Carl Armato, chief executive and president of Novant Health Inc., received a 14.4 percent jump in salary during fiscal 2014 to $1.19 million.
In addition,
Armato is in his fourth year as the system’s top executive. His salary has risen 70.9 percent since he took over as the top executive Jan. 1, 2012, following the retirement of Paul Wiles.
Armato’s incentive compensation increased less than 1 percent to $919,738. Altogether, Armato’s core compensation was $2.59 million.
Other top executives also did very well,
Jeff Lindsay, chief operating officer, received $709,856 in salary, $382,813 in bonus and incentive pay and overall core compensation of $1.23 million. Lindsay, former president of Forsyth Medical Center, was not listed among Novant’s top executives in fiscal 2013.
For the 27 listed current executives, as of Dec. 31, 2014, on Novant’s Form 990 filing with the Internal Revenue Service, the system spent $12.17 million on salaries and $8.73 million on bonuses and incentive pay.
Specifically,
Seven other listed Novant Health Inc. executives received at least $442,000 in salary and core compensation of at least $517,000 for fiscal 2014.
* Fred Hargett, chief financial officer, received a 15.9 percent raise in salary to $708,924, bonus and incentive pay of $565,120 and overall core compensation of $1.54 million.
* Jesse Cureton, chief consumer officer, received a 14.2 percent raise in salary to $573,683, bonus and incentive pay of $472,173 and overall core compensation of $1.07 million.
* Jacqueline Daniels, chief administrative officer, received a 3.9 percent raise in salary to $565,283, bonus and incentive pay of $518,631 and overall core compensation of $1.13 million.
* Sallye Liner, former chief clinical officer, received a 2.9 percent raise in salary to $516,171, bonus and incentive pay of $474,991 and overall core compensation of $1.05 million.
* Dr. Thomas Zweng, chief medical officer, received $470,217 in salary, bonus and incentive pay of $282,014 and overall core compensation of $790,191.
* John Phipps, president of Novant Medical Group, received $459,024 in salary, bonus and incentive pay of $377,219 and overall core compensation of $873,015.
* Peter Brunstetter, chief legal officer, received $442,116 in salary, bonus and incentive pay of $45,000 and overall core compensation of $517,765.
The hospital system trotted out some of the usual talking points used to justify very high pay for top executives.

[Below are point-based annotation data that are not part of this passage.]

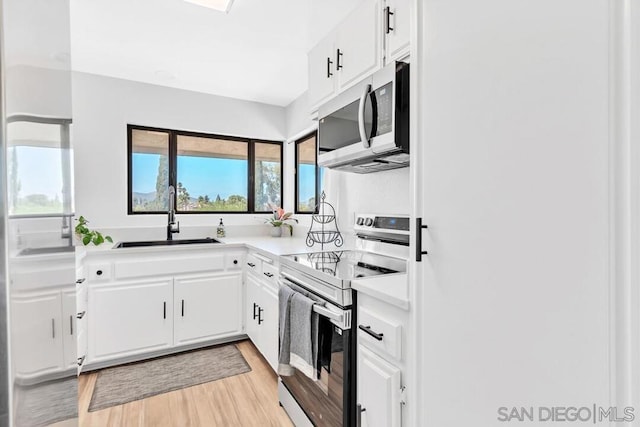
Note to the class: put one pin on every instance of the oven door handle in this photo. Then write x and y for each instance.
(321, 310)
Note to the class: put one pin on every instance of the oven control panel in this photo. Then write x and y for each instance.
(397, 224)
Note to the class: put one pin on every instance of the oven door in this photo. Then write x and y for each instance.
(330, 400)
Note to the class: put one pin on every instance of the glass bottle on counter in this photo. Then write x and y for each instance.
(220, 230)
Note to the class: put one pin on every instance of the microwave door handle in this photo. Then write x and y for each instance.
(363, 101)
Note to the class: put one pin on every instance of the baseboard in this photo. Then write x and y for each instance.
(151, 355)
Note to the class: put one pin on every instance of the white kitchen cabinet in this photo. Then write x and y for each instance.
(358, 44)
(130, 317)
(253, 289)
(36, 322)
(269, 332)
(69, 328)
(397, 31)
(262, 306)
(378, 391)
(376, 33)
(322, 72)
(207, 307)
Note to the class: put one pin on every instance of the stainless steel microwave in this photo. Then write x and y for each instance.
(366, 128)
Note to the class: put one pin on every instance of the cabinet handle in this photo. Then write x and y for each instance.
(368, 330)
(419, 228)
(388, 14)
(359, 411)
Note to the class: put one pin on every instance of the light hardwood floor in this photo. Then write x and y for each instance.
(249, 399)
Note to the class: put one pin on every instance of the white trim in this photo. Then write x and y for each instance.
(624, 188)
(416, 271)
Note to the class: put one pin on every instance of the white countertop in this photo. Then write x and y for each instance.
(391, 288)
(277, 245)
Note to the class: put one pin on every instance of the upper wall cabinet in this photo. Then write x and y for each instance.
(374, 34)
(358, 44)
(396, 21)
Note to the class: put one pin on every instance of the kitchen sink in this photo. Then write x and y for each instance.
(165, 243)
(46, 250)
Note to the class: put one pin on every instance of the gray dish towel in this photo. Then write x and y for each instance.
(302, 354)
(285, 294)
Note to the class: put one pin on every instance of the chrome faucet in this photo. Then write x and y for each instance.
(173, 226)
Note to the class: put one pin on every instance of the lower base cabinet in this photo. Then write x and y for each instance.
(130, 318)
(44, 327)
(262, 319)
(207, 307)
(379, 397)
(36, 321)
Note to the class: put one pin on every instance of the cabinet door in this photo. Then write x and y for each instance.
(378, 390)
(359, 40)
(130, 318)
(70, 328)
(251, 309)
(207, 307)
(396, 21)
(268, 327)
(322, 72)
(37, 334)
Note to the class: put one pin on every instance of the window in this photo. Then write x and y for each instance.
(307, 182)
(38, 144)
(211, 173)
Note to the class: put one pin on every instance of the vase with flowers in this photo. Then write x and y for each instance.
(280, 219)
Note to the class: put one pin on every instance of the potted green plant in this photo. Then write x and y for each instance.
(279, 219)
(86, 235)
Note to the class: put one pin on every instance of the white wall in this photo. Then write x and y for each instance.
(102, 108)
(514, 185)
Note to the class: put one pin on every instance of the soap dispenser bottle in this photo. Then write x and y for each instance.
(220, 229)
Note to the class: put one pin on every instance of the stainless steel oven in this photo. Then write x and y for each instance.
(328, 397)
(327, 401)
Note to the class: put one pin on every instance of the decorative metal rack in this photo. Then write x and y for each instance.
(325, 261)
(324, 228)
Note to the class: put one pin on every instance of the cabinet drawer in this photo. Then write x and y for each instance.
(254, 264)
(380, 334)
(270, 273)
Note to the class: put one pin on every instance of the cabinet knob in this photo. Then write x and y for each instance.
(368, 330)
(388, 15)
(359, 411)
(329, 73)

Novant, like most health care systmes serving North Caroling, says high compensation levels are necessary to recruit and retain executives to run 'a very complex organization.'
That was nearly identical to what they said last year,
Novant, as do most not-for-profit health-care systems serving North Carolina, stresses high compensation levels are necessary to attract executives to run 'a very complex organization.'
Furthermore, the system's board of trustees say
bonuses and incentives are based on annual and three-year goals that 'focus on the quality and safety of health care, improving the patient experience, transforming to an electronic health record, financial stewardship and providing community benefit.'
To put that in perspective, the 27 top executives are about 0.1% of the system's total workforce of "about 25,000." The $20.9 million used for their salaries, bonuses, and incentive pay (but apparently not retirement benefits and other perks) amounted to 0.55% of the system's total revenue (of about $3.79 billion) and approximately 1% of the approximately $2 billion the system spent on all employee salaries and benefits (according to the Novant 2014 financial statement).

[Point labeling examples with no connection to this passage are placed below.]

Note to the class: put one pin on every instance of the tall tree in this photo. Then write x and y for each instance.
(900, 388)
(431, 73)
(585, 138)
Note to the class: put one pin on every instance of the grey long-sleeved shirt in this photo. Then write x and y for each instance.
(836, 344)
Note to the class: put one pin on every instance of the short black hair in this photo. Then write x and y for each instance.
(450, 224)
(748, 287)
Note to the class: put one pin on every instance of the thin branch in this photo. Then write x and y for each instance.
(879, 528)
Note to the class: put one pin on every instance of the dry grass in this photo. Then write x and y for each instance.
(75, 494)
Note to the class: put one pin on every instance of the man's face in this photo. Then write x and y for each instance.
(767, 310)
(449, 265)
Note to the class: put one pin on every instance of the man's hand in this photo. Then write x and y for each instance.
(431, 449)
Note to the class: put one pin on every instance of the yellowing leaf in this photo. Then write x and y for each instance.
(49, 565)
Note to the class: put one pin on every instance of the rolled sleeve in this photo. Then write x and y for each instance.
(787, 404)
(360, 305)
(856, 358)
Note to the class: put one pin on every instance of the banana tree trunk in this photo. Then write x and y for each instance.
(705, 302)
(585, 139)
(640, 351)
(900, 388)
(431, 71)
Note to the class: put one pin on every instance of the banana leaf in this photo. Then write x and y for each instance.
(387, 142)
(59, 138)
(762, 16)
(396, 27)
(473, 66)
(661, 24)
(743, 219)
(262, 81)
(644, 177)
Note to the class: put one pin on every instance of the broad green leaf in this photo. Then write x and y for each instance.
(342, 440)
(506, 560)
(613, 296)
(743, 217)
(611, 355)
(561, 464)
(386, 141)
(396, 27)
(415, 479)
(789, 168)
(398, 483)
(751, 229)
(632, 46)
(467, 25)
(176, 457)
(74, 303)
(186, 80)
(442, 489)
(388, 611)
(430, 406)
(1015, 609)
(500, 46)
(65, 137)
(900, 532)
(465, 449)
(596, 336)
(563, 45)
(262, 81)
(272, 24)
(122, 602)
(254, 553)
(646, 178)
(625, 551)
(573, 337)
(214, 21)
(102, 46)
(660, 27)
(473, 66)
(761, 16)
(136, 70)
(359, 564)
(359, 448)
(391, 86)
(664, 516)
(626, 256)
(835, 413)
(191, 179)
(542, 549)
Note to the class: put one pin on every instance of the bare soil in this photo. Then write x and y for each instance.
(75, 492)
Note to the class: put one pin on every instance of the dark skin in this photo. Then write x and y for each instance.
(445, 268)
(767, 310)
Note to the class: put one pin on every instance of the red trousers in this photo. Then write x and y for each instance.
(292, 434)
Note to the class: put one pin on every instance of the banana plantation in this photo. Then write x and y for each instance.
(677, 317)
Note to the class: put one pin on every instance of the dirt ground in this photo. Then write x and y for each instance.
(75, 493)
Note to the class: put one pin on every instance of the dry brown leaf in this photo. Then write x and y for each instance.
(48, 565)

However, just a month before, the Triad Business Journal and Mr Craver again in the Winston-Salem Journal covered a case that certainly questioned the "financial stewardship" of Novant top management, but did seem like some sort of parody of the "community benefit" they provided. Per the former,
Novant Health has reached a preliminary settlement with a group of current and former employees over handling of their retirement plans, with the health system agreeing to pay $32 million and make changes going forward.
The proposed settlement has been agreed to by Novant and the seven plaintiffs, which include a variety of doctors, nurses and other health care workers,...
The point of the litigation was
what plaintiffs claim are excessive fees associated with the system's retirement plan along with 'kick-backs' to a Triad businessman with a long-standing relationship with the health system.
The complaint alleged that during a three-year period starting in 2009, the plan paid excessive compensation of close to $18 million to Colorado-based Great-West Life & Annuity Insurance Co. and brokerage firm D.L. Davis & Co., based in Winston-Salem and operated by CEO and President Derrick Davis.
Along with the allegations of excessive fees, the plaintiffs claimed that entities owned or controlled by Davis benefited from real estate and development deals with Novant Health.
Also,
The agreement would also bar Davis and his companies from being involved in the management of Novant Health retirement plans and would prohibit Novant from entering into any new real estate deals or business relationships with Davis and his companies for at least four years.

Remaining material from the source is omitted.